Prayers for beloved Paris icon
It's not often sunny in Paris, but people still love to walk along the banks of the Seine. They love the view of the city's old buildings, especially Notre Dame Cathedral, with its iconic spire.
Unfortunately, that view has been forever changed. On April 16, a fire destroyed the spire of the 850-year-old cathedral, and two-thirds of the roof.
The fire shocked and saddened Parisians. Citizens gathered around the giant church, singing hymns and praying for the hundreds of firefighters who fought the flames.
"The significance of Notre Dame, not only to Catholics but to all Parisians, cannot be underestimated," wrote French author Bernard-Henri Levy. "For many in France, it's more than a house of worship. It's a symbol of French culture, architecture and history."
It's no wonder that people felt sad. The church itself, after all, is a historical and artistic treasure. Built in 1163, it is one of the first Gothic cathedrals to have arched exterior supports, known as "flying buttresses". It also combined Gothic art with Christian architecture. After Notre Dame, churches throughout Europe were built taller and looked more awesome.
The church is also home to many religious artifacts, paintings and sculptures. Luckily, its world-famous stained glass rose windows survived the fire. These windows are made of many small panes and feature various Christian images.

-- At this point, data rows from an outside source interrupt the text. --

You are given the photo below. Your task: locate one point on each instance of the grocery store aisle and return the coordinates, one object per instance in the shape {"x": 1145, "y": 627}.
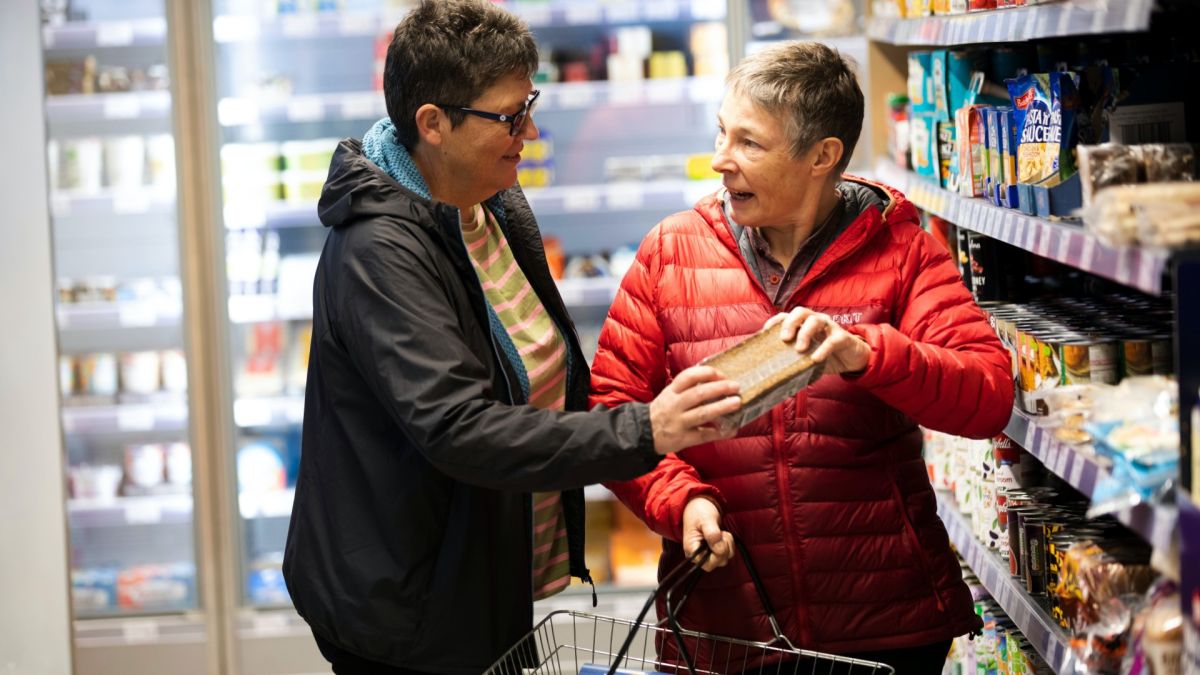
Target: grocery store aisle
{"x": 33, "y": 532}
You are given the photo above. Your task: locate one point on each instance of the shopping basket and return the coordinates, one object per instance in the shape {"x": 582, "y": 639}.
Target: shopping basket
{"x": 587, "y": 644}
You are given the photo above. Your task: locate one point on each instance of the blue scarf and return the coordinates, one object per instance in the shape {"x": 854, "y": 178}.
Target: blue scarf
{"x": 381, "y": 147}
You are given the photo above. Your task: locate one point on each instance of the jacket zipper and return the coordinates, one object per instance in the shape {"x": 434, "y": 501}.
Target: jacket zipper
{"x": 785, "y": 508}
{"x": 918, "y": 550}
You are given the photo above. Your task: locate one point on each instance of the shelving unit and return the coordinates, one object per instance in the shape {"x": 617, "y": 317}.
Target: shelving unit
{"x": 1152, "y": 272}
{"x": 559, "y": 13}
{"x": 1030, "y": 615}
{"x": 168, "y": 416}
{"x": 151, "y": 509}
{"x": 370, "y": 105}
{"x": 1066, "y": 243}
{"x": 1084, "y": 471}
{"x": 139, "y": 106}
{"x": 1015, "y": 24}
{"x": 97, "y": 35}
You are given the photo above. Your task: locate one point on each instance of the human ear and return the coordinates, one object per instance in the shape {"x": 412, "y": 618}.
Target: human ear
{"x": 827, "y": 155}
{"x": 431, "y": 124}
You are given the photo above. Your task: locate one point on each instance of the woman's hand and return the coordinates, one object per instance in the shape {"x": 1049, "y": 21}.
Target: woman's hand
{"x": 702, "y": 524}
{"x": 682, "y": 414}
{"x": 839, "y": 350}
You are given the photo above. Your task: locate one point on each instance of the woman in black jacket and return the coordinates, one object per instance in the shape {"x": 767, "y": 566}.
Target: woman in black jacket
{"x": 436, "y": 429}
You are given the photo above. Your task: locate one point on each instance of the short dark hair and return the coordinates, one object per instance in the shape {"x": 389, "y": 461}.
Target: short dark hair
{"x": 810, "y": 87}
{"x": 450, "y": 52}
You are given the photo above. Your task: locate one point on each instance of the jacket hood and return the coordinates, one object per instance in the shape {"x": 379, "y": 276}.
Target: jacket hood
{"x": 357, "y": 189}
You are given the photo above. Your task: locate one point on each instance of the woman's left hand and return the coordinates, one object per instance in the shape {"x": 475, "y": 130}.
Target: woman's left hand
{"x": 839, "y": 350}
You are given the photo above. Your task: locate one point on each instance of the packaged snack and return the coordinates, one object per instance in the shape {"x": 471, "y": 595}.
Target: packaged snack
{"x": 768, "y": 370}
{"x": 1102, "y": 166}
{"x": 1044, "y": 109}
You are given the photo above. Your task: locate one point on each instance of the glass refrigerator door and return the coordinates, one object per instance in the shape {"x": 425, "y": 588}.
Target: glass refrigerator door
{"x": 123, "y": 366}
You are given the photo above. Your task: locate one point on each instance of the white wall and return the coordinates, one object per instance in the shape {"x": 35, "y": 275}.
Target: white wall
{"x": 35, "y": 621}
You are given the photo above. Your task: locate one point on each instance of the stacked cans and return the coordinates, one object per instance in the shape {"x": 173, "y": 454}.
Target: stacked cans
{"x": 1062, "y": 341}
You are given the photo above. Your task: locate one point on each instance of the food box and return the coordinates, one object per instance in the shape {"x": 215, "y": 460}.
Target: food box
{"x": 768, "y": 370}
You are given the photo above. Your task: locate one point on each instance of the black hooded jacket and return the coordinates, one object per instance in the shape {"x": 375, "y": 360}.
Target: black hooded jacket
{"x": 411, "y": 536}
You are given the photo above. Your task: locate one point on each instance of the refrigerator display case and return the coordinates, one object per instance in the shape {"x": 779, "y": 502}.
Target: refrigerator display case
{"x": 123, "y": 364}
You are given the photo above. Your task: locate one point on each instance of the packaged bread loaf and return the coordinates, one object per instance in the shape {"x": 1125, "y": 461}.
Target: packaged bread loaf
{"x": 768, "y": 370}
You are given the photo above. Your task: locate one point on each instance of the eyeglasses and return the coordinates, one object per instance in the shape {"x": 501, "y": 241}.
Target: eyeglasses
{"x": 516, "y": 121}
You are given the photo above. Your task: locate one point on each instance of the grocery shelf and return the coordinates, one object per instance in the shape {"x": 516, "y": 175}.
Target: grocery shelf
{"x": 168, "y": 414}
{"x": 150, "y": 509}
{"x": 1080, "y": 469}
{"x": 559, "y": 13}
{"x": 268, "y": 411}
{"x": 1068, "y": 244}
{"x": 126, "y": 314}
{"x": 557, "y": 96}
{"x": 1015, "y": 24}
{"x": 108, "y": 631}
{"x": 665, "y": 197}
{"x": 119, "y": 106}
{"x": 275, "y": 503}
{"x": 1030, "y": 615}
{"x": 96, "y": 35}
{"x": 114, "y": 202}
{"x": 258, "y": 309}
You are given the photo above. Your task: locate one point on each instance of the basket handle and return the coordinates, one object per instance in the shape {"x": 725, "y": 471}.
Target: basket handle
{"x": 688, "y": 573}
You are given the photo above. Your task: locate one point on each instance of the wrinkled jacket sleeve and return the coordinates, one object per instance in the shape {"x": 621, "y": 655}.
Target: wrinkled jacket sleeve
{"x": 941, "y": 364}
{"x": 630, "y": 365}
{"x": 395, "y": 320}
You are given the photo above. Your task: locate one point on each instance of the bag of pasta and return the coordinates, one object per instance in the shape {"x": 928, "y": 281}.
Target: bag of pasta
{"x": 1044, "y": 106}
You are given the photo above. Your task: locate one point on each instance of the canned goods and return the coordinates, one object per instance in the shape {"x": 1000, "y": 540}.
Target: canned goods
{"x": 1089, "y": 359}
{"x": 1035, "y": 554}
{"x": 1138, "y": 357}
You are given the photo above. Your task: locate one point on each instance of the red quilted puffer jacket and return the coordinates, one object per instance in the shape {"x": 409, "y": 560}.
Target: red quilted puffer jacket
{"x": 828, "y": 490}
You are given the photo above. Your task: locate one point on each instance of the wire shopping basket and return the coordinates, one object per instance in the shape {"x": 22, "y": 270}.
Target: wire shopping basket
{"x": 575, "y": 641}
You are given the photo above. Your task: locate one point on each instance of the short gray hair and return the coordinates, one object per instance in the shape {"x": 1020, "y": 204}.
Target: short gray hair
{"x": 449, "y": 52}
{"x": 810, "y": 87}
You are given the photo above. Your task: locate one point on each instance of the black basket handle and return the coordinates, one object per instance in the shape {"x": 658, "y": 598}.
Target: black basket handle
{"x": 687, "y": 574}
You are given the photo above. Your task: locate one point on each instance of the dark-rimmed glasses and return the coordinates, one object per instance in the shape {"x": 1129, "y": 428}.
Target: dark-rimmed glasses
{"x": 516, "y": 121}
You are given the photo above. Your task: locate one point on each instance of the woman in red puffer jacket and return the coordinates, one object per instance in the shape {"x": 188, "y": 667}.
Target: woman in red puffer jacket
{"x": 828, "y": 490}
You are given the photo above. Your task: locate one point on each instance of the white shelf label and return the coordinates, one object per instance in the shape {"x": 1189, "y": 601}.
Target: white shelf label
{"x": 1087, "y": 257}
{"x": 123, "y": 107}
{"x": 625, "y": 197}
{"x": 535, "y": 16}
{"x": 576, "y": 96}
{"x": 139, "y": 631}
{"x": 299, "y": 25}
{"x": 234, "y": 29}
{"x": 135, "y": 315}
{"x": 707, "y": 10}
{"x": 360, "y": 106}
{"x": 622, "y": 12}
{"x": 114, "y": 34}
{"x": 581, "y": 199}
{"x": 306, "y": 109}
{"x": 661, "y": 11}
{"x": 583, "y": 15}
{"x": 143, "y": 512}
{"x": 131, "y": 202}
{"x": 665, "y": 91}
{"x": 135, "y": 418}
{"x": 359, "y": 24}
{"x": 234, "y": 112}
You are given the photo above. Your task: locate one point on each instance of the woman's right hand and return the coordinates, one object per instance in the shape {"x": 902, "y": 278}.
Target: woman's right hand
{"x": 682, "y": 416}
{"x": 702, "y": 524}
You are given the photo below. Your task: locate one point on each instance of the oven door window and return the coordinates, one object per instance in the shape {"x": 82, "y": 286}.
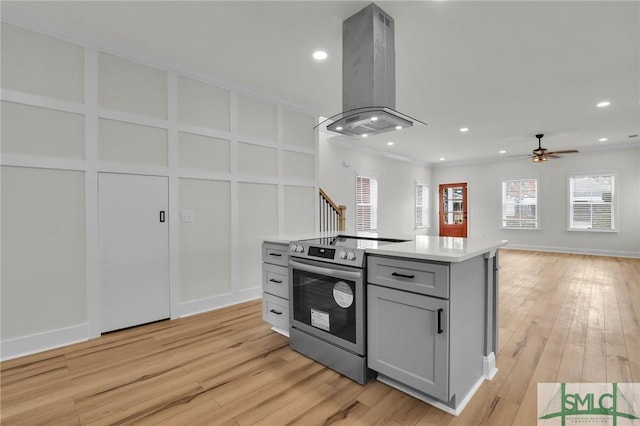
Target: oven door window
{"x": 325, "y": 303}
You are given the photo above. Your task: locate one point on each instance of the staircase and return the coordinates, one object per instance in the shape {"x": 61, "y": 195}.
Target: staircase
{"x": 332, "y": 216}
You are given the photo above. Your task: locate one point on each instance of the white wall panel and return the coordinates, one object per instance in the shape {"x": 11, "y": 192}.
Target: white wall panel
{"x": 202, "y": 104}
{"x": 131, "y": 143}
{"x": 29, "y": 130}
{"x": 127, "y": 86}
{"x": 38, "y": 64}
{"x": 257, "y": 118}
{"x": 204, "y": 153}
{"x": 43, "y": 251}
{"x": 257, "y": 160}
{"x": 205, "y": 243}
{"x": 296, "y": 128}
{"x": 299, "y": 209}
{"x": 299, "y": 166}
{"x": 137, "y": 116}
{"x": 257, "y": 216}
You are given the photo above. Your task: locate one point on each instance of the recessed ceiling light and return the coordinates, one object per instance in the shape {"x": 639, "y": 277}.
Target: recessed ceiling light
{"x": 320, "y": 55}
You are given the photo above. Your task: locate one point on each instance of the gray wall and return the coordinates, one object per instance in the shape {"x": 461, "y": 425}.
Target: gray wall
{"x": 485, "y": 179}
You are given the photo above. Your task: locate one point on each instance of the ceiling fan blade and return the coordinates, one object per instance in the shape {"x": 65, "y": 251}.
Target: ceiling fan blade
{"x": 566, "y": 151}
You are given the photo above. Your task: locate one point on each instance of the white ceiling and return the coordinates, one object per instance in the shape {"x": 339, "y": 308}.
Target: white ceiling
{"x": 506, "y": 70}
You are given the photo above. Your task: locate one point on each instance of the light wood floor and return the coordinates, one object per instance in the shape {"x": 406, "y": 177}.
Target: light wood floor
{"x": 563, "y": 318}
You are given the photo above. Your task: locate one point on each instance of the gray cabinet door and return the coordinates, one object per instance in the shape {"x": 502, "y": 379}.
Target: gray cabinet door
{"x": 404, "y": 341}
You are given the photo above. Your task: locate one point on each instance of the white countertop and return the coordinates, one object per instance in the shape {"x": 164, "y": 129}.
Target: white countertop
{"x": 443, "y": 249}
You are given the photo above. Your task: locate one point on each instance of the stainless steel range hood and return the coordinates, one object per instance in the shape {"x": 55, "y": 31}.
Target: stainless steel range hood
{"x": 368, "y": 77}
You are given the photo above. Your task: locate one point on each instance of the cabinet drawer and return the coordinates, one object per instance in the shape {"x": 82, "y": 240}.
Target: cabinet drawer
{"x": 427, "y": 278}
{"x": 275, "y": 253}
{"x": 275, "y": 310}
{"x": 275, "y": 280}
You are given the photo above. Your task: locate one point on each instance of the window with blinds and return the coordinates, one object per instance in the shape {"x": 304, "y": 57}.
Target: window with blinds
{"x": 422, "y": 204}
{"x": 520, "y": 203}
{"x": 366, "y": 203}
{"x": 592, "y": 202}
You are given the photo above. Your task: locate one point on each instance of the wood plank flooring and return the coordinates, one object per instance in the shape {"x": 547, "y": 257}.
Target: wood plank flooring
{"x": 563, "y": 317}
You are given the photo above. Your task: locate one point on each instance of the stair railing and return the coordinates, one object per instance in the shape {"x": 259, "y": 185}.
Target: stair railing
{"x": 332, "y": 216}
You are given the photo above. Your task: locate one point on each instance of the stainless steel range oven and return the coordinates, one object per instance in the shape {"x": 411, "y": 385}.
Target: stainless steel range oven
{"x": 327, "y": 302}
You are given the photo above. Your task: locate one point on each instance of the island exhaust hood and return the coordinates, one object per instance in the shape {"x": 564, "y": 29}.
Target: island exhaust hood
{"x": 368, "y": 77}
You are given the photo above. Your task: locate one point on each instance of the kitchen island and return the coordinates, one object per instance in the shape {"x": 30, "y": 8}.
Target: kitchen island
{"x": 431, "y": 312}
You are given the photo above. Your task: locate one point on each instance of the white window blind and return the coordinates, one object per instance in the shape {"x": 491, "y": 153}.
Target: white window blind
{"x": 592, "y": 202}
{"x": 520, "y": 203}
{"x": 422, "y": 205}
{"x": 366, "y": 203}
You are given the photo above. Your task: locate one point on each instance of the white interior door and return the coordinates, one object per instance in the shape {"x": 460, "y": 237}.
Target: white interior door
{"x": 134, "y": 249}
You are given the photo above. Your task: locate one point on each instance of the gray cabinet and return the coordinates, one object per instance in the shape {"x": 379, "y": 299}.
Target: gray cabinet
{"x": 426, "y": 326}
{"x": 408, "y": 339}
{"x": 275, "y": 286}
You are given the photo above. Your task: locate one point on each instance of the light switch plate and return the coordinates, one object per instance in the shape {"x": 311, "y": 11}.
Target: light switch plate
{"x": 186, "y": 216}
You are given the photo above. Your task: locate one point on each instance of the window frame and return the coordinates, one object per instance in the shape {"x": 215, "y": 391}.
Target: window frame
{"x": 425, "y": 205}
{"x": 374, "y": 207}
{"x": 613, "y": 202}
{"x": 503, "y": 183}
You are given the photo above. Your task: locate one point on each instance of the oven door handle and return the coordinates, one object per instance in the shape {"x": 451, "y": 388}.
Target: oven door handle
{"x": 338, "y": 273}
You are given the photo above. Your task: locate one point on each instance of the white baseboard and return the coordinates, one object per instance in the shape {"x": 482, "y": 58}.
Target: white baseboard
{"x": 27, "y": 345}
{"x": 199, "y": 306}
{"x": 573, "y": 250}
{"x": 434, "y": 402}
{"x": 489, "y": 369}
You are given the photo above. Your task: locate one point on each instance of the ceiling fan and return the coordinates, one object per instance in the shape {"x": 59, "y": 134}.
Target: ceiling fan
{"x": 543, "y": 154}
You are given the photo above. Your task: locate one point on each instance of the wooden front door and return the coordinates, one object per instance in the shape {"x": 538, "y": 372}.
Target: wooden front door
{"x": 453, "y": 209}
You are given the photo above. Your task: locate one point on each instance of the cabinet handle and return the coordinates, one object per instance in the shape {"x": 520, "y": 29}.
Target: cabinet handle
{"x": 395, "y": 274}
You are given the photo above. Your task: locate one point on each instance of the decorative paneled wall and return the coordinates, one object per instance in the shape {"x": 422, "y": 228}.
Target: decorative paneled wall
{"x": 243, "y": 163}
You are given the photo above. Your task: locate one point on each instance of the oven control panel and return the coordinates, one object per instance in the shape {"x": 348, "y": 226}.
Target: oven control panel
{"x": 323, "y": 252}
{"x": 344, "y": 256}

Also safe are most of the church's holy relics. The French Minister of Culture Franck Riester said that the crown of thorns and tunic of Saint Louis, who was King of France from 1226 until 1270, are safe in Paris City Hall.
Despite its long history and many treasures, the cathedral needed the help of a writer to become truly famous. Victor Hugo's 1831 novel, The Hunchback of Notre-Dame, presented the building to a wide audience of readers. The book's ugly lead character, Quasimodo, serves as a symbol for Paris' forgotten Gothic architecture. Hugo wrote the book to remind people of it, with hope they would work to protect the beautiful old buildings of Paris.
French President Emmanuel Macron has promised to reconstruct the historic building. "Notre Dame is our history, it's our literature, it's our imagery," he said in a public speech following the fire.